John F. Kennedy is 43 years old and becomes the youngest man ever elected to the US presidency. His Republican rival candidate Richard Nixon is 47, and compared to the presidential election 60 years later, Kennedy and Nixon are some 30 years younger than the candidates of today, Donald Trump and Joe Biden. This alone says a lot about the changing role of age groups in US society.
Wafer-thin election results
The newsreel also reveals fundamental differences in the political climate in the United States. The 1960 election results were very close. Kennedy wins by a wafer-thin margin of 49.7% to 49.6% of the votes cast. The US electoral system works in Kennedy’s favour in this election. The announcement of the final result will therefore take a long time. Nevertheless, the loser Nixon congratulates his opponent without reservation and accepts the election results. But in the weeks after the election, this changes. First of all: the parties, their candidates and supporters seem to have a more closely related profile at the end of the 1950s. Today, we are witnessing an extreme polarisation of the two political camps. Today, Donald Trump is threatened with civil war-like conditions if the result is delayed due to narrow majorities.
Epilogue to the vote
As early as 1960, the Republicans made every effort to overturn Kennedy’s majority there until the electoral college met on 19 December. Attempts were made to overturn the narrow vote in Illinois in favour of Kennedy, and the Democratic electorate from the Southern states, who were rather sceptical about Kennedy, was worked on. But the attempts failed. So, what Trump is painting on the wall today has basically been there before.
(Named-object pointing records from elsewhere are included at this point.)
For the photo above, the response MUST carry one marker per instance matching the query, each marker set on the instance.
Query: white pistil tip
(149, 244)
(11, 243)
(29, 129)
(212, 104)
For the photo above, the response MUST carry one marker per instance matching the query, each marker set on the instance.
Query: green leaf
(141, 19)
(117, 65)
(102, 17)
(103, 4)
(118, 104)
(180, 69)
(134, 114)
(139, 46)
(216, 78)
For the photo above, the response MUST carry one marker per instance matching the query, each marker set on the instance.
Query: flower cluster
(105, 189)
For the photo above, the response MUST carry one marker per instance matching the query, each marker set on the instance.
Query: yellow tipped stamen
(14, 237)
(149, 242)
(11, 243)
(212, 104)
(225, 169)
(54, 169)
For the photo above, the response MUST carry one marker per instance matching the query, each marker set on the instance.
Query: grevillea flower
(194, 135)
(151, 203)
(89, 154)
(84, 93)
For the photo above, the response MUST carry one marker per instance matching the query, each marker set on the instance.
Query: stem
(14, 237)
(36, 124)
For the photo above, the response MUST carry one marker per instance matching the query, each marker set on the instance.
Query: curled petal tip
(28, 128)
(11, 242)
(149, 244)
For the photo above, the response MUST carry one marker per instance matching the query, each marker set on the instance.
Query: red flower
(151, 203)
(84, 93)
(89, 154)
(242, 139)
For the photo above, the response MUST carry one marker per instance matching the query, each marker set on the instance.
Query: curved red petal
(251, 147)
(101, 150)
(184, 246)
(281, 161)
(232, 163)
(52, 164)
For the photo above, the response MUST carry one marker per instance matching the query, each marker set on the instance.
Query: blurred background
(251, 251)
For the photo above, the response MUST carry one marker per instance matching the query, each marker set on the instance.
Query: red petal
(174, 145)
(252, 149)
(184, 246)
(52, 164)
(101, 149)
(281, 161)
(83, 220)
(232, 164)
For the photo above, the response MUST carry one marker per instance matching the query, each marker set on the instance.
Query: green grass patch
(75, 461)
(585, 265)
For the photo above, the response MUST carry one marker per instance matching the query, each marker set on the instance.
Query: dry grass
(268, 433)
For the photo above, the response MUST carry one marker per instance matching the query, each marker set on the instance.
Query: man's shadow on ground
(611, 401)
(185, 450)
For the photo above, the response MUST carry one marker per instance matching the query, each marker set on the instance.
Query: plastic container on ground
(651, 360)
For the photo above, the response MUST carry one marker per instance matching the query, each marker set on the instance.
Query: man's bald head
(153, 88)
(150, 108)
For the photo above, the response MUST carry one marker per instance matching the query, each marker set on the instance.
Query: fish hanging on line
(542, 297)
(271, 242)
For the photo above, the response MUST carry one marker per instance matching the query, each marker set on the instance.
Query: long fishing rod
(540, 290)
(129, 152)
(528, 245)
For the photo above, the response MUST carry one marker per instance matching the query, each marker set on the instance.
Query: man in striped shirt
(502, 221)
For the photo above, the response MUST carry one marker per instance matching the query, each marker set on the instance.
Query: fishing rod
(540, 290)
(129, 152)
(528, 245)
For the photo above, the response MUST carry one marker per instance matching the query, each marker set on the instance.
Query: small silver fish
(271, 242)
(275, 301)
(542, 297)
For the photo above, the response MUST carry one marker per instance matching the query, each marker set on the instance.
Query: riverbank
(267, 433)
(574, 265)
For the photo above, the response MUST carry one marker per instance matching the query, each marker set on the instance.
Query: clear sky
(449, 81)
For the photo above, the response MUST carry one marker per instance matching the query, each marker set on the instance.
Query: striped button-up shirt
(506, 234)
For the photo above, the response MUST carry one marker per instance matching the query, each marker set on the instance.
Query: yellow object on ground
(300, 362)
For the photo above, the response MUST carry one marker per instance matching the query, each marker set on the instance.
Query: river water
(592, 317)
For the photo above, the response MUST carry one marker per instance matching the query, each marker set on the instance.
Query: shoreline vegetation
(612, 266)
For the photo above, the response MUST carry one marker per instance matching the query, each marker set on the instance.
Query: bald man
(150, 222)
The supporters of the candidates
The composition of the cheering supporters of each candidate in the films is also interesting. The white population of the USA dominates the scene in Nixon, while Kennedy has a scene with leading figures of American blacks. Political observers in America suspect that the polarisation of the two American parties began with the election of Kennedy and the civil rights legislation in the 1960s. However, this view ignores the fact that Republican President Eisenhower has already sent federal troops to the Southern states to suppress protests against the Civil Rights Act of 1957. Sixty years ago, Eisenhower, Nixon and the Republicans were more committed to expanding the civil rights of blacks than the Democratic politicians from the Southern states. Therefore, in the end, Nixon’s attempt to influence democratic electors failed.
Finally, the Kennedys’ family pictures show another aspect of political mobilisation. The young couple, Jacqueline’s pregnancy, or the children are used as sympathetic figures to fill the candidate’s account with soft currency. All this was considered the beginning of an election campaign in the era of television and newsreels, i.e. the mass media of the moving image. Perhaps a still rather contemplative and predictable era, in which political discourse remained decisive in the end.
Polarization only today?
Today we have obviously reached a new level of media marketing. As the internet media live from polarisation, political fairness and respectful treatment of candidates have been replaced by a bottomless pit of mud. This is not to say that 60 years ago, hard bargains and all the media tricks available at the time were not used. The struggling candidates agreed on only one thing: respect for the personality of the opponent and concern about damaging the democratic institutions of society.
But this too is only half true. In the southern states of the USA, a bitter struggle for black equality was already raging at the time, with the white mob not shying away from murder and violence. However, neither of the two candidates showed solidarity with this violent white minority – that seems to have changed today.